A query with a where-clause is used to find the writers - or processes which have written to the target process’s binary.

# find processes that have written to the target process's binary
writers = []
writers.extend(self.cb.select(Process).where("filemod:{} and hostname:{} and process_md5:*"
                                                     .format(process.path, process.hostname)))

The report uses the facets associated with the process to capture what hosts and paths the target has been seen on.

# build a list of hostname/filepath facets for this process-binary-by-md5
facets = self.cb.select(Process).where("process_md5:" + process.process_md5).facets()
filepaths = [{"filepath": e['name'], "percentage": e['ratio']} for e in facets.get('path_full')]
hostnames = [{'hostname': e['name'], 'percentage': e['ratio']} for e in facets.get('hostname')]

A list of intelligence feed hits is calculated on the fly:


# process alliance threat intelligence feed hits + write icons for feeds
feed_hits = []
for feed_name in process.tags:
    # A Process has fields like "alliance_score_tor,alliance_data_tor" for each
    alliance_score_n = "alliance_score_{}".format(feed_name)
    alliance_data_n = "alliance_data_{}".format(feed_name)
    feed = self.cb.select(Feed).where("name:" + feed_name).first()
    write_file(output_directory, feed.name, ".png", feed.icon_small)
    feed_hits.append({"feed": feed.name,
                      "url": feed.provider_url,
                      "score": getattr(process, alliance_score_n),
                      "data": getattr(process, alliance_data_n)})

After using the Cb API to query information about the process of interest, the aggregated metadata is used to generate a report from the provided incident report template:


def output_report_from_template(cbserver, output_directory, process, writers=None,
                                feed_hits=None, hostnames=None, filepaths=None):
    template_vars = {"process": process,
                     "sensor": process.sensor,
                     "writers": writers if writers else [],
                     "children": [child for child in process.children],
                     "parents": [p for p in process.parents],
                     "modloads": [modload for modload in process.modloads],
                     "netconns": [nc for nc in process.netconns],
                     "regmods": [rm for rm in process.regmods],
                     "crossprocs": [cp for cp in process.crossprocs],
                     "binary": process.binary,
                     "feed_hits": feed_hits if feed_hits else [],
                     "time_generated": datetime.now(),
                     "cbserver": cbserver,
                     "hostnames": hostnames if hostnames else [],
                     "filepaths": filepaths if filepaths else []}

    j2_env = Environment(loader=FileSystemLoader("."),
                         trim_blocks=True)

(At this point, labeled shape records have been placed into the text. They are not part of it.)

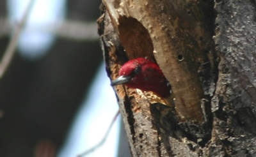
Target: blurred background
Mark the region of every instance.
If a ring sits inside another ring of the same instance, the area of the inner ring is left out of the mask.
[[[118,106],[97,33],[100,3],[0,1],[2,63],[29,10],[0,78],[0,157],[77,156],[103,138]],[[131,156],[120,121],[119,116],[106,142],[86,156]]]

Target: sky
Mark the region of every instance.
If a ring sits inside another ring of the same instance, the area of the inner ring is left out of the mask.
[[[7,1],[10,20],[15,26],[20,20],[30,1]],[[24,58],[35,60],[45,55],[52,45],[55,35],[36,28],[65,20],[65,0],[35,1],[18,44],[18,49]],[[45,8],[47,11],[45,11]],[[110,80],[102,63],[90,87],[90,94],[84,96],[84,103],[77,114],[66,143],[58,156],[77,156],[103,138],[118,109],[115,94],[109,84]],[[116,156],[119,122],[120,117],[115,122],[104,144],[86,156]]]

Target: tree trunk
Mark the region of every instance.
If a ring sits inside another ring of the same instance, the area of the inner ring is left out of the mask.
[[[148,56],[175,96],[173,110],[150,93],[114,87],[132,155],[256,156],[255,2],[102,3],[99,33],[109,78]]]

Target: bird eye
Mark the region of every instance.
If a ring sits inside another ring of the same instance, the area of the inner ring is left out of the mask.
[[[133,71],[134,75],[138,74],[140,71],[141,71],[141,68],[140,66],[137,66],[135,69],[134,71]]]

    report_htmlfile = file(os.path.join(output_directory, "index.html"), 'wb')
    report_htmlfile.write(j2_env.get_template("incident_report.j2").render(template_vars).encode("UTF-8"))

The file incident_report.j2 is a jinja2 template that outlines a generic incident report format in html. Here is a snippet showing how the section listing child processes is built. The existing template can be easily modified to change the format and contents of the report.

  • How to run

      $ ./incident-report  --guid <process-guid>
    
  • Example

      $ ./incident-report  --guid <process-guid>
    

  • How to build from source

  • clone cb-reporting.git

      $ git clone https://github.com/carbonblack/cb-reporting.git
    
  • Install all needed requirements:

      $ sudo pip install -r requirements.txt
    
  • Run the script with specified parameters

      $ python incident_report.py -guid <process-guid>
    

A report will be generated in ./reports/<process-guid>/index.html for the specified process GUID.